Chairman of the Nigeria Governors’ Forum and Ekiti State Governor, Kayode Fayemi, on Saturday May 1 stated that insurgency in Nigeria has declined since the President Muhammadu Buhari took over the wheels of governance in 2015.
This is even as Niger State Governor Mr Sani Bello announced that the Insurgent group hoisted their flag in the state after sacking residents from over 50 villages across the state.
There has been heavy security presence in the Nation’s capital, Abuja which is barely two hours from Niger State since Bello’s announcement.
The ex-minister also said everyone is living in fear, adding that though progress has been made in the country’s counterinsurgency, his party, the All Progressives Congress, which is the government at the centre, can do better to secure lives and properties.
Fayemi spoke on Saturday at the 2021 edition of The Platform, an annual conference organised by the Senior Pastor of the Covenant Christian Centre, Lagos, Poju Oyemade.
When asked by Oyemade to score the APC government on a scale of 1 to 10, Fayemi initially declined, saying, “You cannot be judge and jury in your own case”.
But Oyemade pressed, “I will answer you back because you are coming from the Anglican Communion where you spoke to them as a Christian.
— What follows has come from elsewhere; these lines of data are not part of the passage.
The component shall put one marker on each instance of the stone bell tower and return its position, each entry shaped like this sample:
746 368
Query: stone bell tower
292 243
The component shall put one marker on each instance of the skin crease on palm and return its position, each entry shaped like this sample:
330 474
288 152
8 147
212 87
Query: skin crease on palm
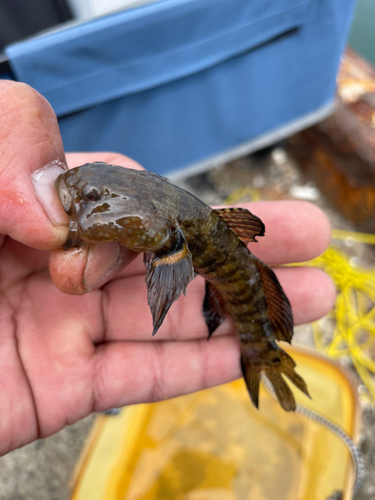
64 355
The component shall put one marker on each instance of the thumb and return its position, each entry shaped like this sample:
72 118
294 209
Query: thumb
31 157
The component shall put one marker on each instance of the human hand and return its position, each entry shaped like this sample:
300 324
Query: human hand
63 356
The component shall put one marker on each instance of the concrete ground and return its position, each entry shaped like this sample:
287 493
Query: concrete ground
42 470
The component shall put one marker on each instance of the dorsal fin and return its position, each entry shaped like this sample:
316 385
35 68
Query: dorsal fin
242 222
279 310
213 308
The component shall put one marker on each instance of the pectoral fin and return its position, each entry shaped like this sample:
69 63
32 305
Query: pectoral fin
213 308
167 277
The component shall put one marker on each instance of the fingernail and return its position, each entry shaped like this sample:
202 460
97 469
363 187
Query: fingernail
102 262
44 185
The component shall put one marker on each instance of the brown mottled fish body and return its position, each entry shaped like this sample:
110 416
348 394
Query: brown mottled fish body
181 236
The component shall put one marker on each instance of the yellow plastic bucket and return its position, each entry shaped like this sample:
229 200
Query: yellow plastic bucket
214 445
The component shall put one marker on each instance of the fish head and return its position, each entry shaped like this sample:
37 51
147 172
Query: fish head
109 203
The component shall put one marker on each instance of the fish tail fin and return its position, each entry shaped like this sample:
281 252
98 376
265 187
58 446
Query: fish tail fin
251 375
274 374
282 391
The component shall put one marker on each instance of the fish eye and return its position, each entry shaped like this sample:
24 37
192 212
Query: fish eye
89 193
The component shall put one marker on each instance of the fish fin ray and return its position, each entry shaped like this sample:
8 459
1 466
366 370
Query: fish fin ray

When God created heaven, he judged it and said it is good. So, you should be able to evaluate and judge.”
Fayemi then reluctantly took up the challenge and said, “Yes, I was involved, I was Director of Policy and Research for the APC in our presidential campaign in 2015, the original one; not in 2019, by 2019, I was in Ekiti, I was just a foot soldier in the campaign then.
“In 2015, we promised many things but with the greatest respect, I think the most attractive promise that people bought into that we made was integrity.”
Oyemade interjected and said, “When countries run into trouble, they run to a general. The country believed there was a security problem then.
“It was because the majority believed in the integrity of the general to deliver on the issues that they were mostly agitated about – security, economy, anti-corruption, all encapsulated in the ‘Change Agenda’.
“You could argue that we’ve put in a lot of effort in those areas but have they earned the kudos of the citizens as they should? No, they haven’t because we still have insecurity in the land.
“Many may disagree but I will argue that at least on insurgency – it may be a distinction without a difference – we’ve witnessed a decline.
“In relation to the problem of insurgency which was the most prominent in 2015 when we were coming in. Remember UN House bombing, the churches that were being burnt, Abuja was a no-go area, the North-East but that problem witnessed a decline in the first four years of the Buhari administration.”
The governor, however, said the insurgency has resurfaced because of the proliferation of arms, as well as the problems of the nations along Nigeria’s borders “exacerbated with the assassination of Idriss Déby” of Chad.